Nine RCTs were included, with clinicians and patients blinded to group assignment (total n=957).
Endometritis: there was a non significant trend towards the reduction of endometritis (pooled random-effects OR 0.61, 95% confidence interval, CI: 0.34, 1.08; based on 6 studies).
Chorioamnionitis: antibiotic therapy was protective against chorioamnionitis (pooled random-effects OR 0.54, 95% CI: 0.31, 0.95; based on 6 studies). Antibiotic therapy was therefore protective against in utero infection.

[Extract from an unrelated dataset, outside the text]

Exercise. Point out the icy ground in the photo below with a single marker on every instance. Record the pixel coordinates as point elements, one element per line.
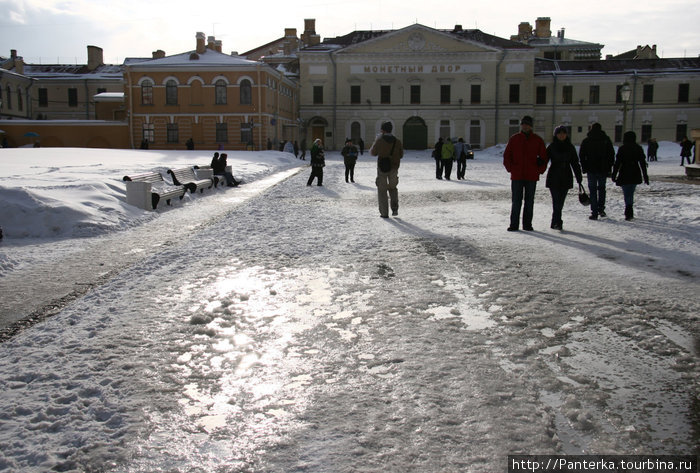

Perinatal mortality: a reduction in perinatal mortality was found with fixed-effect meta-analysis (summary OR 0.50, 95% CI: 0.29, 0.85) and random-effects meta-analysis (summary OR 0.50, 95% CI: 0.26, 0.97). Antibiotic therapy therefore reduces the risk of perinatal death.
Respiratory distress syndrome (7 studies): no significant effect (fixed-effect summary OR 0.89, 95% CI: 0.65, 1.24; random-effects OR 0.89, 95% CI: 0.64, 1.25) was observed.
Necrotising enterocolitis: no significant effect (fixed-effect summary OR 1.06, 95% CI: 0.60, 1.88; random-effects OR 1.06, 95% CI: 0.640, 1.88) was observed.
Latency periods greater than 48 hours (4 studies): antibiotic therapy increased the likelihood of a latency period greater than 48 hours in the fixed-effect model (summary OR 2.18, 95% CI: 1.25, 3.80) but not the random-effects model (summary OR 1.50, 95% CI: 0.86, 2.64).
Latency periods greterh than 168 hours (4 studies): antibiotic therapy increased the likelihood of a latency period greater than 168 hours in both the fixed-effect model (summary OR 3.53, 95% CI: 2.13, 5.85) and the random-effects model (summary OR 3.54, 95% CI: 2.12, 5.89).
Neonatal sepsis (6 studies): no significant reduction although a trend towards reduction in risk of sepsis was found (fixed-effect summary OR 0.69, 95% CI: 0.38, 1.26; random-effects OR 0.65, 95% CI: 0.33, 1.28).
Survival: 4 studies examined survival and found significant advantages for the antibiotic group in terms of survival. One study showed a significant difference in birth weight between the two groups. Two studies showed significant increases in the length of the latency period within the treatment groups.